Xi a le sens du long terme. La rentabilité immédiate
du capital n’est pas son souci. Il croit dans la supériorité d’un « modèle
chinois » aux réalisations déjà exceptionnelles. Il affiche ses
objectifs : faire du pays la puissance prépondérante dans certaines des
technologies qui dessineront le paysage économique de l’avenir. Comme l’ont
fait les Etats-Unis après 1945, la Chine se sert de son poids économique pour
façonner un monde le plus conforme possible à ses intérêts. Parmi ceux-ci, et
prioritaire, la préservation de son mode de gouvernement – parti unique, etc. –
suppose d’en vanter les mérites et de dénigrer le régime qui, depuis la fin de
la guerre froide, passait pour la référence en la matière : la démocratie
libérale. D’où la diplomatie Xi Jinping, celle dite du « guerrier
combattant », qui dénigre la démocratie et chante l’efficacité de
l’autocratie. Rhétorique militante à des fins strictement intérieures ou
réponse d’un PCC expansionniste au missionarisme américain post 1945 (et plus
encore post 1989) ? Utilitarisme politique ou conviction
idéologique ? Les deux à la fois.
Guerre du vaccin contre le Covid-19
La lutte idéologique avec l’Occident, et notamment les
Etats-Unis, complète la bataille pour la prééminence économique, technologique,
navale et spatiale. Front le plus actuel : la guerre du vaccin contre le
Covid-19. « Le vaccin contre le coronavirus, c’est le Saint Graal
d’aujourd’hui », dit au New York Times John C. Demers, ministre
adjoint de la justice de Trump. « Etre le premier à développer un
traitement ou un vaccin contre la Covid-19, ajoute Demers, aura une
grande importance géopolitique. » Il va sans dire qu’Américains et
Chinois ne coopèrent pas, ils s’espionnent.

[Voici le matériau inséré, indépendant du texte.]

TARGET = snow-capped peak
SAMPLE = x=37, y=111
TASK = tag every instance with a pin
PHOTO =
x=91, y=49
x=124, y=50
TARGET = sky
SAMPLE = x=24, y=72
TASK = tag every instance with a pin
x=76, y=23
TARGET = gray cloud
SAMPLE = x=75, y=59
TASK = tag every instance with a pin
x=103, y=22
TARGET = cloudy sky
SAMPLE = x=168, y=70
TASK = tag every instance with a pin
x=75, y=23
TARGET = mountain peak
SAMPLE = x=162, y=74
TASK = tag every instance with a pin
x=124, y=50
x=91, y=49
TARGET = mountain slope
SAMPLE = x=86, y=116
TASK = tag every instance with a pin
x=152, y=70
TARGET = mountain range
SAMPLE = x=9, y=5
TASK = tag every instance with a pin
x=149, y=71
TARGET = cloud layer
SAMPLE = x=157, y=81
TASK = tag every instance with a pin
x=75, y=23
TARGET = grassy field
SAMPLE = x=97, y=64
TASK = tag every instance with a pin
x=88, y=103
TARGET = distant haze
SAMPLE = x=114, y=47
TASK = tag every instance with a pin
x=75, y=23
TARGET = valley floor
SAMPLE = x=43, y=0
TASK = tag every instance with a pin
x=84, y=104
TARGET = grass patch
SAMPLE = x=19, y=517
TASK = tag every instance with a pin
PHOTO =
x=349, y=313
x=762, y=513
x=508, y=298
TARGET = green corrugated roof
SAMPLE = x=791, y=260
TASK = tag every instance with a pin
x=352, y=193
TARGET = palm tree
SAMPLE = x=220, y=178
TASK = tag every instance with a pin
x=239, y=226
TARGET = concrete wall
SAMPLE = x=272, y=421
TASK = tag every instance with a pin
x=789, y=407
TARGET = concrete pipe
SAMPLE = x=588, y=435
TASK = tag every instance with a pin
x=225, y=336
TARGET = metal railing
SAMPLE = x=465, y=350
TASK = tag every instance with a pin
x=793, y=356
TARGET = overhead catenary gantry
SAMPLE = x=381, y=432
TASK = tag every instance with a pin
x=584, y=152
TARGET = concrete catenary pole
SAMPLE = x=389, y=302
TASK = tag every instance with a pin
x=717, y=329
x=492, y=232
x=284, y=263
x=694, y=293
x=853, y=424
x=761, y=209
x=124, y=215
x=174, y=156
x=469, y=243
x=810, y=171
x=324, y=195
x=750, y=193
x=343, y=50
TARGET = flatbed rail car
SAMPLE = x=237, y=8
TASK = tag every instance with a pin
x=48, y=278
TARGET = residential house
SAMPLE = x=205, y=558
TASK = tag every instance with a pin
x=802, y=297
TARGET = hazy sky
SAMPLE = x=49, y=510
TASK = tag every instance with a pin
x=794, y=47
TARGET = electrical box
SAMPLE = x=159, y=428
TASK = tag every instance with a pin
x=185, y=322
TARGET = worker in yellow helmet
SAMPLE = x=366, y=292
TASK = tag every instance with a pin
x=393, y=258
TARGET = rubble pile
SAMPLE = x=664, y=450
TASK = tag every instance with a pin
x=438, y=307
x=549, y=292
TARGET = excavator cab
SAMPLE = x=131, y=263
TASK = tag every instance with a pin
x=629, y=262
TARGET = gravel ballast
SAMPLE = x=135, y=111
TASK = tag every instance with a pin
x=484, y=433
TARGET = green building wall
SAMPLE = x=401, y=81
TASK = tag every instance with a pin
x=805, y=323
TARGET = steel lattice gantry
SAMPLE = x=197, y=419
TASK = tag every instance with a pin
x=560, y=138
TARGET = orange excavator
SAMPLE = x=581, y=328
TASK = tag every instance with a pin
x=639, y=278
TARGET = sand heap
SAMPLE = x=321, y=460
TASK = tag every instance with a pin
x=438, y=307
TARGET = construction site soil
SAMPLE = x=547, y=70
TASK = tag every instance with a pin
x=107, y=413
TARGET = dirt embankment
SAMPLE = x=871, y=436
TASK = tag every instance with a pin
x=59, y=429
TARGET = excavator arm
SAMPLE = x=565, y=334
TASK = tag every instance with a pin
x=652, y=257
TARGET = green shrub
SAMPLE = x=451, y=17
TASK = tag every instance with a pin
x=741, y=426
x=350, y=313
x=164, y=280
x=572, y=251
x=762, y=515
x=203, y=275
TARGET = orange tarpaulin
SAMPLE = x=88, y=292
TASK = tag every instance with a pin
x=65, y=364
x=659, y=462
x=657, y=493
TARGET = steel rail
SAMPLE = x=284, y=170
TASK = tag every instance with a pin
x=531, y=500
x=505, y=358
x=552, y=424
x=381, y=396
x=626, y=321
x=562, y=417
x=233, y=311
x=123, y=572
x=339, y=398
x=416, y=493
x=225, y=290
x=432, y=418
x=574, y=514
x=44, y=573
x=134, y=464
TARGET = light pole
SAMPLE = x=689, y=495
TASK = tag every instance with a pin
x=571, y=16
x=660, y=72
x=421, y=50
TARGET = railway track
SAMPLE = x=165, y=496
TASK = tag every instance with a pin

Barack Obama, le prédécesseur de Trump, avait, le
premier, éprouvé le besoin de tenir tête à cette Chine conquérante. Obama
sollicitait l’appui coordonné de ses alliés européens et du Pacifique pour
« contenir » la Chine. Au nom de « l’Amérique d’abord »,
Trump, lui, mène une « stratégie » d’expert-comptable de quartier. Il
méprise ses alliés. Ce qui lui importe, c’est l’équilibre de sa balance
commerciale. Il bataille d’autant plus seul contre Pékin qu’il a promis, dans
l’hypothèse d’un deuxième mandat, de mener contre l’Union européenne la même
guerre tarifaire que celle qu’il a engagée avec la Chine ! Les Européens
ont pourtant à l’adresse de Pékin des griefs similaires à ceux des Américains.
Jusqu’où Trump peut-il aller dans sa volonté de
« découpler » l’économie américaine de celle de la Chine ?
Interdire Wall Street aux sociétés chinoises ? Limiter drastiquement, et
soumettre à autorisation, les relations de la Silicon Valley avec la
« high tech » chinoise ? Supprimer toute coopération
scientifique entre les deux pays ? Limiter les investissements en Chine
d’un fonds de pension public fédéral ? Le candidat démocrate Joe Biden
soutiendrait volontiers certaines de ces mesures. Mais Trump, pour masquer ses
échecs dans la lutte contre le Covid-19, est décidé, lui, à mener, pour le
scrutin présidentiel du 3 novembre, une campagne hystériquement
antichinoise.
Trump et Xi ; deux nationalismes
survitaminés ; les deux plus grandes puissances face-à-face : dans
l’histoire, cette configuration a rarement été très favorable.